The `SPSAGradient` class is used by `GradientDescent` to approximate the gradient of an objective function, which can then be used to update model parameters.

This takes two arguments, both of which are optional:

1. ```param_subsets``` (optional) - A list or array of labels that defines groups of parameters. For example, \[0,0,0,1,1,1] defines the first three model parameters as group 0 and the last three as belong to group 1.  

2. ```cost``` (optional) - The cost function used in the gradient evaluation. When passing an instance of the `SPSAGradient` class to the `GradientDescent` optimizer, this should be left undefined. The `GradientDescent` object will automatically add the cost function being optimized to the `SPSAGradient` if its cost function has not been defined. 



#### Perturbing subset of parameters

In some models, it might be desirable to evaluate the gradient separately for different subsets of parameters. For example, in variational inference, the means of the posterior approximation have a much stronger impact on the loss function than the standard deviations do. In that case, perturbing all parameters at once is likely to pick up the impact of perturbing the means on the gradient, but perhaps not the standard deviations.

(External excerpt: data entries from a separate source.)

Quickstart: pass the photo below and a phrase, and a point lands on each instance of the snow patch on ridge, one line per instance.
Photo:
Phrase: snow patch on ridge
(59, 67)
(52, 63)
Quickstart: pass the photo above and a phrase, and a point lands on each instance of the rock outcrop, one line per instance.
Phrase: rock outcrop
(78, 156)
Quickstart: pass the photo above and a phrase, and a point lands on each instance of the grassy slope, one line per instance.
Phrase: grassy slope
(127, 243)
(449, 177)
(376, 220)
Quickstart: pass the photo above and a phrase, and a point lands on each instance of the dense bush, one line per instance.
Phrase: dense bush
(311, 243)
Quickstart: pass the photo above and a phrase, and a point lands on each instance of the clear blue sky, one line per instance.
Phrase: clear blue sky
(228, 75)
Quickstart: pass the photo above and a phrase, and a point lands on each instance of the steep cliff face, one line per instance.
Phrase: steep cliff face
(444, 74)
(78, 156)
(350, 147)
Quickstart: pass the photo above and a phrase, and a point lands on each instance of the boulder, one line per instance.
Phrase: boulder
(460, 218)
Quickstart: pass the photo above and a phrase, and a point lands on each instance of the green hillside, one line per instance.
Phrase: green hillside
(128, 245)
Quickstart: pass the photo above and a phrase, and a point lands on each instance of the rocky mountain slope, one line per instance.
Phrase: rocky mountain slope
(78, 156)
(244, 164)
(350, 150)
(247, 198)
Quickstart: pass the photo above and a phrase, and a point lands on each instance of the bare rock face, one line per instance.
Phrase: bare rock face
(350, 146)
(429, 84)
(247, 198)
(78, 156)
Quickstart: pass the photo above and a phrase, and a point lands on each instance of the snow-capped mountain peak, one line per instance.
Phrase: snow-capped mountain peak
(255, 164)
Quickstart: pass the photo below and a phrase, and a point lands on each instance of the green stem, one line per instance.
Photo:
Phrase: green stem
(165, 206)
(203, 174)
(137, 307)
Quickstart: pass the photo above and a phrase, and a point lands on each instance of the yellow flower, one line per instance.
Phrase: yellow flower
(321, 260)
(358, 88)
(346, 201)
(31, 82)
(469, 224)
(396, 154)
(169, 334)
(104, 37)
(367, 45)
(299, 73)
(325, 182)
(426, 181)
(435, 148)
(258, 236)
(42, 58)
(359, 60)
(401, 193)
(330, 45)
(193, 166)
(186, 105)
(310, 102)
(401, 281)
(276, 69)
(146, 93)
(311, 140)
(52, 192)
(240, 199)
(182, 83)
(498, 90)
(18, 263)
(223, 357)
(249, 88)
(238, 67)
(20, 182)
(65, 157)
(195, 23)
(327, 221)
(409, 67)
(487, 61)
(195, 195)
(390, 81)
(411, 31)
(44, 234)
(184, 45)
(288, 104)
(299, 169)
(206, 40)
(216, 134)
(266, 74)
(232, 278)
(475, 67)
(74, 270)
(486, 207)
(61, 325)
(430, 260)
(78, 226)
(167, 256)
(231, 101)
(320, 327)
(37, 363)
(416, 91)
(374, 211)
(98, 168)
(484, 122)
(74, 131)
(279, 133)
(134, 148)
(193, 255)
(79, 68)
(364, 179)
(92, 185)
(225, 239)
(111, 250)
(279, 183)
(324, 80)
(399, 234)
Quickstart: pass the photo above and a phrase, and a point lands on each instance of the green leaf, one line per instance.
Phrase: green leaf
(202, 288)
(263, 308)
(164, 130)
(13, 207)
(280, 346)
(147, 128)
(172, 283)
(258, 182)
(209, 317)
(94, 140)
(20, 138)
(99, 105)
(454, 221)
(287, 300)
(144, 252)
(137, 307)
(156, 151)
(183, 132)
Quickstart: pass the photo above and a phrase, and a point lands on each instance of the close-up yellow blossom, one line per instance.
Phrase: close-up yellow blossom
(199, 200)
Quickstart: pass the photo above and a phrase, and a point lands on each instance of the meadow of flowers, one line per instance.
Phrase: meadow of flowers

The ```param_labels``` option permits to the gradient approximation to be evaluated separately for subsets of parameters. If, for example. ```param_labels=[0,0,0,1,1,1]```, then the gradient will be approximated in two steps. The gradient will be estimated first for the three first parameters, perturbing them while holding the other parameters constant. Then the parameters labelled ```1``` will be perturbed, while all others are held constant. The cost of doing this is the number of cost function evaluations increases from $2$ to $2n$, where is $n$ number of parameter subset to be evaluated separately. 

#### Averaging multiple gradient approximations

By default calling ```evaluate``` approximates the gradient from a single forward and backward perturbation. The argument ```gradient_reps``` can instead be set to an integer value greater than 1, to instead return the average of multiple gradient evaluations. If ```gradient_reps``` is set to $r$, ```evaluate``` will return the average of $r$ gradient approximations. This may lead to faster convergences.